In [1]:
!pip install -U langchain langchain-community langchain-huggingface faiss-cpu transformers accelerate PyMuPDF
!pip install -U langchain-huggingface



In [2]:
# Load and parse PDFs using PyMuPDF via LangChain

from langchain_community.document_loaders import PyMuPDFLoader
import os

all_documents = []

for file_name in os.listdir("papers"):
    if file_name.endswith(".pdf"):
        path = os.path.join("papers", file_name)
        loader = PyMuPDFLoader(path)
        docs = loader.load()
        all_documents.extend(docs)

print(f"Loaded {len(all_documents)} text chunks from PDFs.")

from langchain.text_splitter import CharacterTextSplitter

# Split large chunks into smaller pieces
text_splitter = CharacterTextSplitter(chunk_size=400, chunk_overlap=50)
split_documents = text_splitter.split_documents(all_documents)

print(f"Split into {len(split_documents)} chunks")

Loaded 2 text chunks from PDFs.
Split into 2 chunks


In [3]:
# Embed documents using HuggingFace MiniLM
from langchain_huggingface import HuggingFaceEmbeddings
from langchain.vectorstores import FAISS

embedding_model = HuggingFaceEmbeddings(model_name="all-MiniLM-L6-v2")
db = FAISS.from_documents(split_documents, embedding_model)
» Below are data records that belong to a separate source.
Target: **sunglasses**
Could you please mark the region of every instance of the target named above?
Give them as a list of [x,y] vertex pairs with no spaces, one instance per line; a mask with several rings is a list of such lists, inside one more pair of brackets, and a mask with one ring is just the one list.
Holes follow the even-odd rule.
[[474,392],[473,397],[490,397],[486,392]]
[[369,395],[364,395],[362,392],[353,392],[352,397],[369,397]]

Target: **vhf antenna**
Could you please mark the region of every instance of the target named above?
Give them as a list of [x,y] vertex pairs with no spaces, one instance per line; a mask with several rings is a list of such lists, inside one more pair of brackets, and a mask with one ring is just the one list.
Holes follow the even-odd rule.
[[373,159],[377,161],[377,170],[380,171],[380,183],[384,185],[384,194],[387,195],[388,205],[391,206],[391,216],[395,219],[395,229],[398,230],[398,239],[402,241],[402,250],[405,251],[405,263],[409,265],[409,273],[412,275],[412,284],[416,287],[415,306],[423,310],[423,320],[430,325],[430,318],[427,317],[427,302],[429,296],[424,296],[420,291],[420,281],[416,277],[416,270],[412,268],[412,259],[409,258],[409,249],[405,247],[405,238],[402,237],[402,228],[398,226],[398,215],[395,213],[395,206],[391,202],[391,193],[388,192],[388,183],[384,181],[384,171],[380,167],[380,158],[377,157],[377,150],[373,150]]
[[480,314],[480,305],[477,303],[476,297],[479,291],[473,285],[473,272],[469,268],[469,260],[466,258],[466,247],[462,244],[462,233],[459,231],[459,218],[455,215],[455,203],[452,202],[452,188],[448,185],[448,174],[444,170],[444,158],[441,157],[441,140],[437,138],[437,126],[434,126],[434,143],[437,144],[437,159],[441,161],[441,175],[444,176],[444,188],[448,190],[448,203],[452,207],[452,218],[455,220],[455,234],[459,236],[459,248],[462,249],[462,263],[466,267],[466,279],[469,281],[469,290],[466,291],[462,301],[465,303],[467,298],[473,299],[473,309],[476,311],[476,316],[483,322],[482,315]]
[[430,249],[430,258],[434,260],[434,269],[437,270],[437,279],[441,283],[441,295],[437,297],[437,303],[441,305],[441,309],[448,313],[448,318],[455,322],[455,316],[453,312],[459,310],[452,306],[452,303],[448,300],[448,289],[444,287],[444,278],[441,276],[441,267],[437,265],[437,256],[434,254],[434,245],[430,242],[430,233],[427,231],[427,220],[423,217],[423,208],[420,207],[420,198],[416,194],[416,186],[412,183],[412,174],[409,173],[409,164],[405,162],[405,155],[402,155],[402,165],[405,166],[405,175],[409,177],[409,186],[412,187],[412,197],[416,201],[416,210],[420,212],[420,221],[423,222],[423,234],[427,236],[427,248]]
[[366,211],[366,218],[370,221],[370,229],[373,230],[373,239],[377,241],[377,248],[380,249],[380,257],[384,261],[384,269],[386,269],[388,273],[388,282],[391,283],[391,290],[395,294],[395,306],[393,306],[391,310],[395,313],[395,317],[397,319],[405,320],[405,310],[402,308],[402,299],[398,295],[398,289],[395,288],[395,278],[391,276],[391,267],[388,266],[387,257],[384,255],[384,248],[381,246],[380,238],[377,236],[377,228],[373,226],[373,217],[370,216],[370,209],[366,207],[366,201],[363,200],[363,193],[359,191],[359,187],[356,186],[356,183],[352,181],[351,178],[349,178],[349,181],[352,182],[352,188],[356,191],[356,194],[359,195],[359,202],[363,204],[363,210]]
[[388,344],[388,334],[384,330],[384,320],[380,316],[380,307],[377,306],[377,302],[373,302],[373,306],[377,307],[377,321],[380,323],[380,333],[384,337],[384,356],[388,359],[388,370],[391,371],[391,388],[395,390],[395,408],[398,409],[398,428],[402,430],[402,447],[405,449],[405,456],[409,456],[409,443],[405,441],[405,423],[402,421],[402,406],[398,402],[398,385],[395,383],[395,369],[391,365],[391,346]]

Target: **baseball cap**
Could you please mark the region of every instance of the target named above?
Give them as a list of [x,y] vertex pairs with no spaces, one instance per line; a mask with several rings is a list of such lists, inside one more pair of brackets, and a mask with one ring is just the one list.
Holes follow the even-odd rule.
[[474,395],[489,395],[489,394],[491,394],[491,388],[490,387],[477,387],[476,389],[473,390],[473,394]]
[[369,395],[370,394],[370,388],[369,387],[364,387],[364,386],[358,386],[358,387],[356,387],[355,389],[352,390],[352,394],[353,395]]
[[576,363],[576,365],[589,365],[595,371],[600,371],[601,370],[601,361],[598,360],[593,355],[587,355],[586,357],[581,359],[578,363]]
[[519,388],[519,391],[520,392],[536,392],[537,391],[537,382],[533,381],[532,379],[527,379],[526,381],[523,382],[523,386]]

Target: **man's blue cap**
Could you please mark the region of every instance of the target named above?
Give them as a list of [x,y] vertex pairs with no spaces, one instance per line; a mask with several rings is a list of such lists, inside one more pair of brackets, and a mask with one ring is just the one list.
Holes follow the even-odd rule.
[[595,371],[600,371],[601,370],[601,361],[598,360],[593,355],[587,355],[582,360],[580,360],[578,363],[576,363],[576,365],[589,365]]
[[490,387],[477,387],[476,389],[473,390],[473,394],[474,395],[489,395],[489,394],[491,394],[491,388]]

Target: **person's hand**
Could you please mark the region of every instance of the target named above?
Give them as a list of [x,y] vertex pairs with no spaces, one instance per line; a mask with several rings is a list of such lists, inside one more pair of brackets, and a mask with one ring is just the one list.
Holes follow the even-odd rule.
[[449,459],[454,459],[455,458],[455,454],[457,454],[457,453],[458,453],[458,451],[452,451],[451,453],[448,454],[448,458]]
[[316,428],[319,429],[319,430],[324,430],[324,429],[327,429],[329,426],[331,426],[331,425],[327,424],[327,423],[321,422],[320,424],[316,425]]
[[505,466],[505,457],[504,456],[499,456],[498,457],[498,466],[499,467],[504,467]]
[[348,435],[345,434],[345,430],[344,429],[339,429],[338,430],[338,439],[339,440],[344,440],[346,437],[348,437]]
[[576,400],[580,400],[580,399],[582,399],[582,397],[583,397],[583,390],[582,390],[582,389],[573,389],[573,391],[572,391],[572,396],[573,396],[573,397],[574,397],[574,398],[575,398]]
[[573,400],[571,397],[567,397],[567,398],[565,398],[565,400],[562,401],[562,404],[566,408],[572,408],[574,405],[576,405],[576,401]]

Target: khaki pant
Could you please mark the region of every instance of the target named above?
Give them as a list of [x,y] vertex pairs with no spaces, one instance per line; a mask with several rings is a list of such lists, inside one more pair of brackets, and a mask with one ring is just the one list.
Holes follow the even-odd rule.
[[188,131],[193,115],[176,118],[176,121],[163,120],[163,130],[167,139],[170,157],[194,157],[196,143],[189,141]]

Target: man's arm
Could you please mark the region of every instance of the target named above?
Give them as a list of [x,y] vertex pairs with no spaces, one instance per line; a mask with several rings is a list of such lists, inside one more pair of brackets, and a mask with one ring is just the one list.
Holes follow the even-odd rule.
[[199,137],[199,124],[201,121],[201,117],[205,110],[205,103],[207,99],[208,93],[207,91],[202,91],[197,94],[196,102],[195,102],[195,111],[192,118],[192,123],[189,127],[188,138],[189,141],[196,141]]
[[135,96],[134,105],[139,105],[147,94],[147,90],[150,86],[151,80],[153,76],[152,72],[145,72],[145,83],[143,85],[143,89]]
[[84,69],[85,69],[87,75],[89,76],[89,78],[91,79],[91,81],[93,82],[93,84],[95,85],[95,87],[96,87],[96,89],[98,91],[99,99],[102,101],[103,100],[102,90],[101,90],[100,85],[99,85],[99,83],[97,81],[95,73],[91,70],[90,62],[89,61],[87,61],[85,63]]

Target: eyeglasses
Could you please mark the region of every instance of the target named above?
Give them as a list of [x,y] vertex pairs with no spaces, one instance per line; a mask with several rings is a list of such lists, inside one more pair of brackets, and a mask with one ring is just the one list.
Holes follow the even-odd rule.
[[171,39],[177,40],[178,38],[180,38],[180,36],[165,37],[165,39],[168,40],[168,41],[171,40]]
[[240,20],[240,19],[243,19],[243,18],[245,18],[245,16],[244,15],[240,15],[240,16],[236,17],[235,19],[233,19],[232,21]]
The secret `HF_TOKEN` does not exist in your Colab secrets.
To authenticate with the Hugging Face Hub, create a token in your settings tab (https://huggingface.co/settings/tokens), set it as secret in your Google Colab and restart your session.
You will be able to reuse this secret in all of your notebooks.
Please note that authentication is recommended but still optional to access public models or datasets.


In [4]:
# Load a Hugging Face LLM (Flan-T5)
from langchain_huggingface import HuggingFacePipeline
from transformers import AutoTokenizer, AutoModelForSeq2SeqLM, pipeline

model_id = "google/flan-t5-base"

tokenizer = AutoTokenizer.from_pretrained(model_id)
model = AutoModelForSeq2SeqLM.from_pretrained(model_id)

pipe = pipeline(
    "text2text-generation",
    model=model,
    tokenizer=tokenizer,
    max_length=512,
    truncation=True
)
llm = HuggingFacePipeline(pipeline=pipe)

Device set to use cpu


In [5]:
from langchain.prompts import PromptTemplate

prompt_template = PromptTemplate(
    input_variables=["context", "question"],
    template="question: {question}\ncontext: {context}"
)

from langchain.chains import RetrievalQA

qa_chain = RetrievalQA.from_chain_type(
    llm=llm,
    retriever=db.as_retriever(search_kwargs={"k": 1}),
    chain_type="stuff",
    chain_type_kwargs={"prompt": prompt_template}
)

In [6]:
# Ask your question!
query = "explain in 100 words What was different about the public's attitude towards COVID health-care professionals?"
response = qa_chain.invoke(query)

print("Answer:")
print(response['result'])

Answer:
Rather than targeting doctors for potentially spreading SARS-CoV-2 or for falling short of the expectations of inhuman infallibility routinely imposed on doctors, the shaming referred to in Clarke’s Tweet is directed towards what doctors are seeing, witnessing, and saying about the toll of COVID-19.